New patch repairs holes in infants' hearts

Patch allows infant to grow own tissue through stem cells

HOUSTON – A bioengineer, Jeffrey Jacot, who works with Texas Children’s Hospital and Rice University, won a grant from the National Institutes of Health to develop a patch to repair an infant's damaged heart.

About 10,000 babies born every year are in need of surgery to repair a hole in the heart or artery.

The new patch that goes inside the heart would allow for the infant to grow its own tissue through stem cells that would invade, regenerate and eventually leave the body.

The stem cells are taken from readily available amniotic stem cells from a newborn's own mother.

“It’s taken out from the fluid surrounding the fetus before a baby is born with a heart defect,” Jacot said. “Cells from the amniotic fluid are genetically matched to the fetus, so it would be the infant’s own cells, so there wouldn't be a chance of rejection.”

Right now, medical experts use cell-free patches to repair babies' hearts, but they neither degrade nor grow with the infant and often need to be replaced.

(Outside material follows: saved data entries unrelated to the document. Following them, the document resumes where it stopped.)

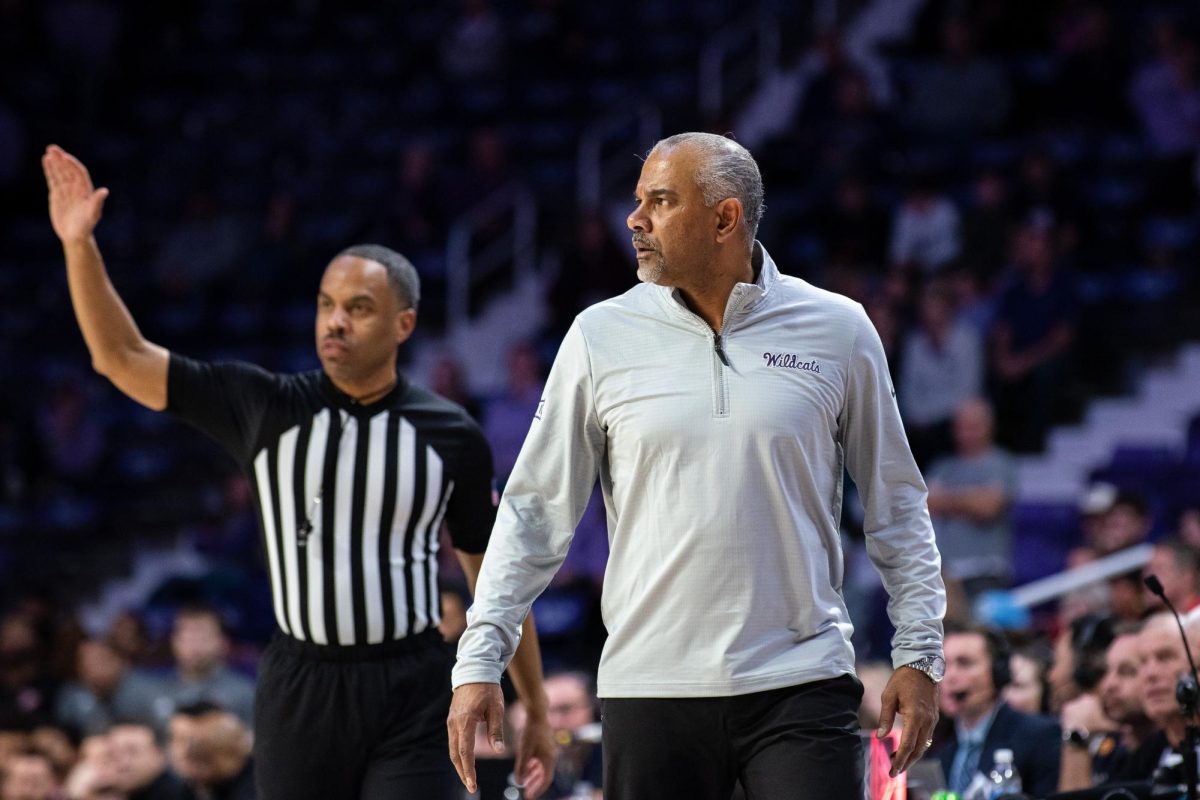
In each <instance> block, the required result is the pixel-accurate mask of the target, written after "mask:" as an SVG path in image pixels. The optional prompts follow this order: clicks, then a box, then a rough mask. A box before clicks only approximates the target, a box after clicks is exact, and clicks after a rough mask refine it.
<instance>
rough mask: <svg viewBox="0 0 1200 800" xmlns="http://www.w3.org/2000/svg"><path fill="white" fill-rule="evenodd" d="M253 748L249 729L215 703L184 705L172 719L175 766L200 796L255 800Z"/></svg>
mask: <svg viewBox="0 0 1200 800" xmlns="http://www.w3.org/2000/svg"><path fill="white" fill-rule="evenodd" d="M250 748H251V733H250V728H247V727H246V726H245V723H242V721H241V720H240V718H238V716H236V715H234V714H230V712H229V711H226V710H223V709H221V708H220V706H217V705H214V704H212V703H205V702H202V703H196V704H193V705H185V706H181V708H179V709H176V710H175V714H174V715H173V716H172V717H170V739H169V742H168V745H167V750H168V752H169V753H170V763H172V766H173V768H174V769H175V772H176V774H178V775H179V776H180V777H181V778H184V781H185V782H186V783H187V786H188V787H191V789H192V792H193V793H194V794H196V795H198V796H202V798H206V799H208V800H254V798H256V796H257V793H256V790H254V778H253V774H252V764H251V758H250Z"/></svg>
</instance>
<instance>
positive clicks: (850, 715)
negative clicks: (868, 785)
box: [604, 675, 864, 800]
mask: <svg viewBox="0 0 1200 800" xmlns="http://www.w3.org/2000/svg"><path fill="white" fill-rule="evenodd" d="M862 699H863V685H862V684H859V682H858V679H856V678H853V676H851V675H841V676H839V678H833V679H829V680H820V681H815V682H811V684H802V685H799V686H791V687H788V688H778V690H772V691H768V692H756V693H754V694H740V696H736V697H716V698H686V699H641V698H614V699H605V700H604V759H605V768H604V770H605V772H604V793H605V800H728V798H730V794H731V793H732V790H733V784H734V781H737V780H740V781H742V787H743V789H744V790H745V796H746V800H785V799H787V800H792V799H796V800H806V799H812V800H824V799H829V800H859V799H860V798H862V796H863V771H864V765H863V744H862V740H860V739H859V735H858V704H859V702H860V700H862Z"/></svg>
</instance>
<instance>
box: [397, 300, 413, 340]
mask: <svg viewBox="0 0 1200 800" xmlns="http://www.w3.org/2000/svg"><path fill="white" fill-rule="evenodd" d="M415 330H416V309H415V308H406V309H404V311H398V312H396V344H397V345H400V344H403V343H404V342H407V341H408V337H409V336H412V335H413V331H415Z"/></svg>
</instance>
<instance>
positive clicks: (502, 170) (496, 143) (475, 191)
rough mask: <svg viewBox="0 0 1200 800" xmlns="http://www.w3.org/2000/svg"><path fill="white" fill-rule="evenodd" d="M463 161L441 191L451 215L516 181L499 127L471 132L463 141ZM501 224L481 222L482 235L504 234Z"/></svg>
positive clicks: (486, 197)
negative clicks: (466, 143) (452, 213)
mask: <svg viewBox="0 0 1200 800" xmlns="http://www.w3.org/2000/svg"><path fill="white" fill-rule="evenodd" d="M466 161H467V163H466V166H464V167H463V168H462V169H457V170H454V172H452V173H451V178H450V179H449V181H448V184H446V186H445V187H443V190H442V191H443V193H444V200H443V201H444V203H449V204H450V207H451V209H454V211H455V213H462V212H464V211H467V210H469V209H470V207H472V206H473V205H475V204H478V203H481V201H482V200H485V199H486V198H487V197H488V196H491V194H492V193H494V192H496V191H497V190H499V188H503V187H504V186H506V185H509V184H511V182H512V180H514V179H515V178H516V174H515V173H514V170H512V166H511V163H510V162H509V143H508V140H506V139H505V138H504V132H503V131H500V130H499V128H494V127H480V128H476V130H474V131H473V132H472V133H470V137H469V138H468V140H467V160H466ZM505 225H508V222H504V223H503V224H502V223H500V222H499V221H485V223H484V231H482V233H484V234H485V235H492V236H494V235H499V234H502V233H503V234H508V233H509V230H508V228H506V227H505Z"/></svg>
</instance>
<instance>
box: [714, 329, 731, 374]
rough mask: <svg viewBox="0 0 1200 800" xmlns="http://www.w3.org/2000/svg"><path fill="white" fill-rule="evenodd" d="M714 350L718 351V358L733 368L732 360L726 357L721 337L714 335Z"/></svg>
mask: <svg viewBox="0 0 1200 800" xmlns="http://www.w3.org/2000/svg"><path fill="white" fill-rule="evenodd" d="M713 349H714V350H716V357H718V359H720V360H721V363H724V365H725V366H726V367H728V366H731V365H730V360H728V359H727V357H726V356H725V347H724V345H722V344H721V335H720V333H713Z"/></svg>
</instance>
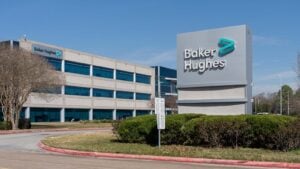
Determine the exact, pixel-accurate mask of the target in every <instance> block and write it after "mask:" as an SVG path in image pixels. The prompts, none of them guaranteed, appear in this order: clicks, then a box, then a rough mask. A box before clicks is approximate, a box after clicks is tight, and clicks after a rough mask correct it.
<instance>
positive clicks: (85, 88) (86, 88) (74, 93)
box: [65, 86, 90, 96]
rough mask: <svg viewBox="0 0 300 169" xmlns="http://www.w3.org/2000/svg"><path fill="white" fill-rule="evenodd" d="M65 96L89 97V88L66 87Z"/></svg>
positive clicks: (66, 86)
mask: <svg viewBox="0 0 300 169" xmlns="http://www.w3.org/2000/svg"><path fill="white" fill-rule="evenodd" d="M65 94H66V95H78V96H90V88H86V87H75V86H66V87H65Z"/></svg>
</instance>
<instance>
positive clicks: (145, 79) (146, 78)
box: [136, 74, 151, 84]
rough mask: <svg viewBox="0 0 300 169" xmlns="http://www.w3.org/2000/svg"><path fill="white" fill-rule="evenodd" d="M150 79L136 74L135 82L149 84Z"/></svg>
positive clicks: (149, 82) (137, 74)
mask: <svg viewBox="0 0 300 169" xmlns="http://www.w3.org/2000/svg"><path fill="white" fill-rule="evenodd" d="M150 79H151V78H150V76H148V75H142V74H136V82H139V83H145V84H150Z"/></svg>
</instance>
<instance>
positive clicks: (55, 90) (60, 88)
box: [32, 87, 61, 94]
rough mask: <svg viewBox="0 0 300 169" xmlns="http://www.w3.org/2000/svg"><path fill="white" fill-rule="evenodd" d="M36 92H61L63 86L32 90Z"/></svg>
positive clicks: (51, 92) (53, 93)
mask: <svg viewBox="0 0 300 169" xmlns="http://www.w3.org/2000/svg"><path fill="white" fill-rule="evenodd" d="M32 92H34V93H46V94H61V87H52V88H47V89H37V90H34V91H32Z"/></svg>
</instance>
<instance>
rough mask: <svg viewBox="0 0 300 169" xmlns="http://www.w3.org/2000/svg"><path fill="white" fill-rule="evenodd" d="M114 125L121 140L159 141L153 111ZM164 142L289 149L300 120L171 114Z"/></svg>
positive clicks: (273, 118) (282, 117)
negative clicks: (157, 135)
mask: <svg viewBox="0 0 300 169" xmlns="http://www.w3.org/2000/svg"><path fill="white" fill-rule="evenodd" d="M114 128H115V131H116V133H117V135H118V138H119V140H120V141H123V142H131V143H148V144H156V143H157V127H156V117H155V116H154V115H148V116H140V117H136V118H130V119H127V120H123V121H121V122H120V123H119V124H118V125H116V127H114ZM161 143H162V144H185V145H194V146H206V147H251V148H267V149H276V150H283V151H287V150H291V149H296V148H299V147H300V120H299V118H295V117H289V116H276V115H239V116H203V115H199V114H180V115H169V116H167V117H166V129H165V130H162V135H161Z"/></svg>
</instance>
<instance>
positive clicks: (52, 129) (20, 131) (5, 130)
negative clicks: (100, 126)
mask: <svg viewBox="0 0 300 169" xmlns="http://www.w3.org/2000/svg"><path fill="white" fill-rule="evenodd" d="M111 129H112V128H111V127H107V128H82V129H80V128H79V129H67V128H62V129H24V130H3V131H0V135H8V134H23V133H36V132H59V131H85V130H111Z"/></svg>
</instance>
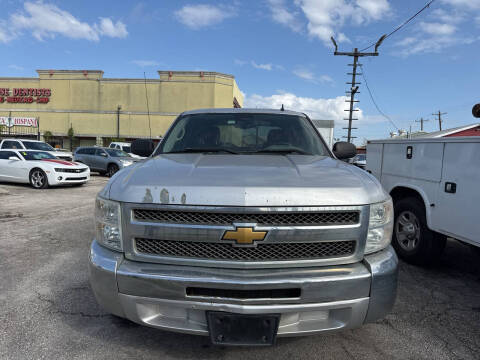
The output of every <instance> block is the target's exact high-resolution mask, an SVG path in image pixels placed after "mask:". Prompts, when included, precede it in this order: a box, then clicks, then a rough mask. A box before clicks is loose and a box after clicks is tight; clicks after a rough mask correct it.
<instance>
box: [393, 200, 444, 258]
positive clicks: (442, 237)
mask: <svg viewBox="0 0 480 360" xmlns="http://www.w3.org/2000/svg"><path fill="white" fill-rule="evenodd" d="M394 208H395V223H394V228H393V238H392V245H393V247H394V248H395V250H396V251H397V254H398V255H399V256H400V257H401V258H402V259H404V260H405V261H407V262H409V263H411V264H416V265H431V264H433V263H435V262H436V261H437V260H438V258H439V257H440V255H441V254H442V252H443V249H444V248H445V243H446V237H445V236H444V235H441V234H438V233H436V232H434V231H431V230H430V229H429V228H428V227H427V220H426V215H425V206H424V204H423V202H422V201H420V200H419V199H418V198H415V197H408V198H403V199H399V200H397V201H396V202H395V205H394Z"/></svg>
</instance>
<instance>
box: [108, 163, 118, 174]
mask: <svg viewBox="0 0 480 360" xmlns="http://www.w3.org/2000/svg"><path fill="white" fill-rule="evenodd" d="M117 171H118V165H116V164H110V165H108V168H107V176H108V177H112V176H113V175H115V173H116V172H117Z"/></svg>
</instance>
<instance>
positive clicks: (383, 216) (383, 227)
mask: <svg viewBox="0 0 480 360" xmlns="http://www.w3.org/2000/svg"><path fill="white" fill-rule="evenodd" d="M392 232H393V203H392V200H391V199H390V200H387V201H385V202H382V203H377V204H372V205H370V221H369V224H368V235H367V243H366V245H365V254H371V253H373V252H376V251H379V250H382V249H384V248H386V247H387V246H388V245H389V244H390V242H391V241H392Z"/></svg>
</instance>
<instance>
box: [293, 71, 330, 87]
mask: <svg viewBox="0 0 480 360" xmlns="http://www.w3.org/2000/svg"><path fill="white" fill-rule="evenodd" d="M293 74H294V75H296V76H298V77H299V78H300V79H303V80H306V81H309V82H312V83H314V84H318V83H333V82H334V81H333V79H332V78H331V77H330V76H328V75H320V76H317V75H316V74H315V73H314V72H312V71H310V70H308V69H305V68H296V69H295V70H293Z"/></svg>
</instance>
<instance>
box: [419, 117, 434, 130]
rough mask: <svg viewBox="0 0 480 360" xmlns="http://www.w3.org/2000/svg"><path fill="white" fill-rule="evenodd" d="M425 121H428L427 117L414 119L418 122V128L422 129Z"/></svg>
mask: <svg viewBox="0 0 480 360" xmlns="http://www.w3.org/2000/svg"><path fill="white" fill-rule="evenodd" d="M425 121H430V120H428V119H424V118H420V120H415V122H419V123H420V130H421V131H423V123H424V122H425Z"/></svg>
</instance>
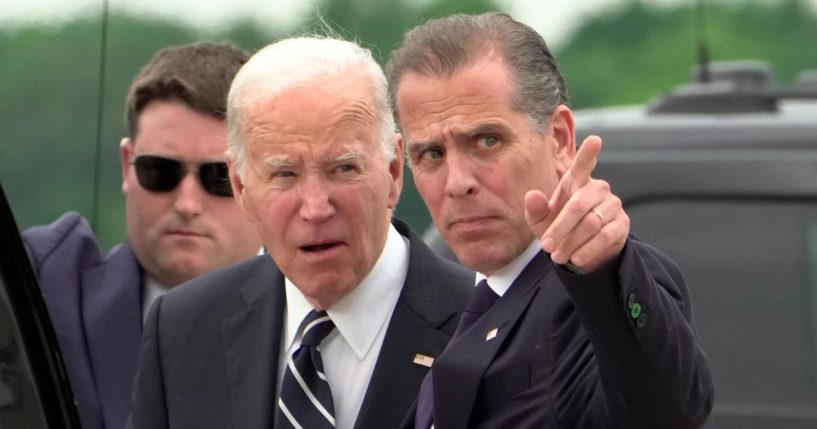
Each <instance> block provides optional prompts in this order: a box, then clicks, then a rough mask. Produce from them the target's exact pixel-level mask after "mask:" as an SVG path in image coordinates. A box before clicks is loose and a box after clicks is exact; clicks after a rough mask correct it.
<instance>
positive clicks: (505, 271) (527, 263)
mask: <svg viewBox="0 0 817 429" xmlns="http://www.w3.org/2000/svg"><path fill="white" fill-rule="evenodd" d="M541 250H542V247H541V245H540V244H539V240H535V239H534V240H533V241H531V243H530V244H529V245H528V247H527V249H525V251H524V252H522V253H521V254H520V255H519V256H517V257H516V258H514V260H513V261H511V262H510V263H509V264H508V265H505V266H504V267H502V268H500V269H498V270H497V271H496V272H494V273H493V274H491V275H490V276H487V277H486V276H485V274H482V273H479V272H478V273H477V277H476V282H475V284H478V283H479V282H480V281H482V279H488V286H490V288H491V290H493V291H494V292H496V294H497V295H499V296H502V295H505V292H507V291H508V289H510V287H511V285H512V284H513V282H514V280H516V278H517V277H519V275H520V274H522V270H524V269H525V267H526V266H527V265H528V263H529V262H530V261H531V259H533V257H534V256H536V255H537V254H538V253H539V252H540V251H541Z"/></svg>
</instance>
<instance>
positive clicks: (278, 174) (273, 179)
mask: <svg viewBox="0 0 817 429" xmlns="http://www.w3.org/2000/svg"><path fill="white" fill-rule="evenodd" d="M296 177H297V175H296V174H295V172H294V171H292V170H287V169H281V170H275V171H271V172H270V174H269V181H270V182H272V183H286V182H290V181H292V180H294V179H295V178H296Z"/></svg>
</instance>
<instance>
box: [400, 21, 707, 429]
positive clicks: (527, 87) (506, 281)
mask: <svg viewBox="0 0 817 429" xmlns="http://www.w3.org/2000/svg"><path fill="white" fill-rule="evenodd" d="M388 74H389V79H390V87H391V90H392V95H393V100H394V102H395V109H396V114H397V115H398V122H399V125H400V128H401V131H402V136H403V139H404V144H405V146H406V149H407V153H408V157H409V165H410V166H411V170H412V173H413V175H414V180H415V183H416V184H417V189H418V190H419V192H420V194H421V196H422V197H423V199H424V201H425V203H426V204H427V205H428V208H429V211H430V212H431V215H432V217H433V219H434V223H435V225H436V226H437V228H438V229H439V231H440V233H441V234H442V236H443V237H444V238H445V240H446V241H447V243H448V244H449V245H450V246H451V248H452V249H453V250H454V252H455V253H456V255H457V257H458V258H459V260H460V261H461V262H462V263H463V264H464V265H465V266H467V267H469V268H472V269H474V270H476V271H478V275H477V280H478V282H477V283H478V285H477V287H476V289H475V293H474V297H475V299H474V300H473V302H472V303H471V304H470V305H469V309H467V310H466V313H465V315H464V316H463V318H462V321H461V323H460V326H459V327H458V331H457V334H455V337H454V339H452V341H451V343H450V344H449V346H448V347H447V349H446V350H445V352H443V354H442V355H440V356H439V357H438V358H437V359H436V360H435V362H434V366H433V367H432V370H431V373H430V376H429V377H428V378H427V379H426V381H425V382H424V385H423V388H422V392H421V395H420V397H419V403H418V408H417V414H416V419H415V421H413V422H412V421H409V422H408V423H407V426H409V427H412V426H413V427H416V428H423V429H428V428H429V427H431V426H432V425H433V427H436V428H437V429H452V428H465V427H475V428H476V427H484V428H621V427H626V428H631V427H645V428H664V427H673V428H690V427H699V426H701V425H703V424H704V422H705V421H706V419H707V416H708V414H709V412H710V410H711V407H712V396H713V388H712V380H711V377H710V373H709V369H708V365H707V361H706V357H705V355H704V352H703V350H702V349H701V346H700V342H699V340H698V337H697V335H696V332H695V328H694V325H693V318H692V303H691V301H690V296H689V292H688V290H687V288H686V286H685V284H684V281H683V278H682V276H681V273H680V271H679V270H678V268H677V267H676V265H675V264H674V263H673V262H672V261H671V260H670V259H669V258H667V257H666V256H664V255H663V254H661V253H660V252H659V251H657V250H655V249H654V248H652V247H650V246H648V245H646V244H644V243H643V242H641V241H639V240H638V239H636V238H634V237H632V236H630V235H629V218H628V216H627V214H626V213H625V211H624V210H623V208H622V205H621V201H620V200H619V199H618V198H617V197H616V196H615V195H614V194H612V193H611V190H610V186H609V184H607V183H606V182H604V181H602V180H598V179H595V178H593V177H592V176H591V173H592V171H593V168H594V166H595V163H596V158H597V154H598V153H599V150H600V149H601V140H600V139H598V138H597V137H591V138H588V139H587V140H585V141H584V143H583V144H582V146H581V148H580V149H579V150H578V153H576V149H575V147H576V145H575V136H574V123H573V115H572V113H571V111H570V109H569V108H568V107H567V104H566V103H567V99H566V94H565V87H564V82H563V80H562V77H561V75H560V73H559V71H558V69H557V67H556V63H555V60H554V59H553V57H552V56H551V54H550V53H549V51H548V49H547V47H546V46H545V42H544V40H542V38H541V37H540V36H539V35H538V34H536V32H534V31H533V30H532V29H530V28H529V27H527V26H526V25H524V24H521V23H519V22H516V21H514V20H512V19H511V18H510V17H508V16H507V15H501V14H487V15H481V16H465V15H458V16H452V17H449V18H444V19H441V20H434V21H430V22H428V23H426V24H423V25H420V26H419V27H417V28H415V29H413V30H411V31H410V32H408V33H407V34H406V37H405V39H404V41H403V45H402V47H401V48H400V49H398V50H397V51H396V52H394V53H393V55H392V58H391V60H390V63H389V68H388Z"/></svg>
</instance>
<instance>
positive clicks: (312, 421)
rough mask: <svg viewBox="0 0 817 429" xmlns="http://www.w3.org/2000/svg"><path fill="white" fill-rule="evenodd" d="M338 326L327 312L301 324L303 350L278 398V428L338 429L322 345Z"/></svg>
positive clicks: (322, 313) (290, 365)
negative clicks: (326, 428) (327, 375)
mask: <svg viewBox="0 0 817 429" xmlns="http://www.w3.org/2000/svg"><path fill="white" fill-rule="evenodd" d="M334 328H335V324H334V323H333V322H332V320H331V319H329V316H328V315H327V314H326V312H325V311H318V310H312V311H311V312H310V313H309V314H308V315H307V316H306V317H305V318H304V321H303V322H302V323H301V329H302V330H303V339H302V340H301V347H300V348H298V350H295V352H294V353H292V357H291V358H290V359H289V361H288V362H287V367H286V370H285V371H284V378H283V381H282V382H281V395H280V396H279V398H278V417H277V418H276V422H275V428H276V429H285V428H309V429H312V428H315V429H320V428H334V427H335V406H334V404H333V402H332V391H331V390H330V389H329V383H328V382H327V381H326V376H325V375H324V372H323V361H322V360H321V354H320V352H319V351H318V345H320V343H321V341H323V339H324V338H325V337H326V335H327V334H329V332H331V331H332V329H334Z"/></svg>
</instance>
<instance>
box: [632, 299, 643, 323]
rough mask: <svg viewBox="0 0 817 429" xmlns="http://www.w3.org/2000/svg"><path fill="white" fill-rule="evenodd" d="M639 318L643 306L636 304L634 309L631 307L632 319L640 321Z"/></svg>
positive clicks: (640, 313)
mask: <svg viewBox="0 0 817 429" xmlns="http://www.w3.org/2000/svg"><path fill="white" fill-rule="evenodd" d="M638 316H641V304H639V303H637V302H636V303H634V304H633V306H632V307H630V317H632V318H633V320H636V319H638Z"/></svg>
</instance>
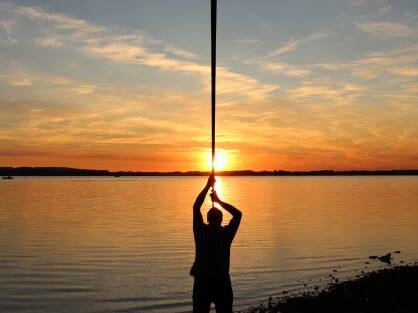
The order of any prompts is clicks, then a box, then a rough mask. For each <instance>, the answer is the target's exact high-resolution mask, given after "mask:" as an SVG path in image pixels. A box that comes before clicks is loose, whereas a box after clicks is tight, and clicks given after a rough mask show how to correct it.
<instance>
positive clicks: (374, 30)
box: [354, 22, 414, 38]
mask: <svg viewBox="0 0 418 313" xmlns="http://www.w3.org/2000/svg"><path fill="white" fill-rule="evenodd" d="M354 25H355V26H356V27H357V28H358V29H360V30H362V31H364V32H366V33H368V34H369V35H370V36H372V37H375V38H392V37H408V36H411V35H412V34H414V31H413V30H412V28H410V27H409V26H408V25H406V24H403V23H398V22H355V23H354Z"/></svg>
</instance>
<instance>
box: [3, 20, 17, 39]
mask: <svg viewBox="0 0 418 313" xmlns="http://www.w3.org/2000/svg"><path fill="white" fill-rule="evenodd" d="M14 23H15V22H14V20H11V19H5V20H0V26H1V28H3V31H4V32H5V34H6V38H7V40H8V41H9V43H11V44H15V43H18V41H17V39H15V38H14V37H13V36H12V27H13V25H14Z"/></svg>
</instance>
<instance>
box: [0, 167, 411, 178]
mask: <svg viewBox="0 0 418 313" xmlns="http://www.w3.org/2000/svg"><path fill="white" fill-rule="evenodd" d="M0 175H1V176H9V175H11V176H116V177H118V176H120V177H123V176H209V175H210V172H209V171H208V172H204V171H186V172H181V171H172V172H157V171H151V172H143V171H136V172H135V171H116V172H112V171H108V170H93V169H78V168H70V167H0ZM216 175H217V176H377V175H378V176H386V175H394V176H397V175H418V169H410V170H397V169H393V170H378V171H373V170H370V171H369V170H353V171H334V170H319V171H283V170H274V171H252V170H238V171H218V172H216Z"/></svg>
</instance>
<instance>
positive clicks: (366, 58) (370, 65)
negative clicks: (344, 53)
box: [307, 44, 418, 80]
mask: <svg viewBox="0 0 418 313" xmlns="http://www.w3.org/2000/svg"><path fill="white" fill-rule="evenodd" d="M417 62H418V45H417V44H412V45H408V46H405V47H402V48H399V49H394V50H391V51H385V52H372V53H368V54H367V55H366V56H365V57H363V58H360V59H357V60H353V61H351V62H346V63H323V64H313V65H307V68H311V69H323V70H329V71H344V72H348V71H349V72H350V73H351V74H353V75H355V76H358V77H361V78H363V79H365V80H371V79H377V78H379V79H392V78H396V77H398V78H399V77H402V78H414V77H416V73H417V65H416V64H417Z"/></svg>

It might be years before this is available to patients, but it is expected to improve the survival rates of infants.

“So we make the right environment, get the right type of stem cells and grow heart tissue, and then once you put that in to repair the heart, it would grow with the patient and ideally would be indistinguishable from the rest of the heart, so you get a complete repair,” Jacot said.

Jacot said the development may also lead to other discoveries that could help heart patients.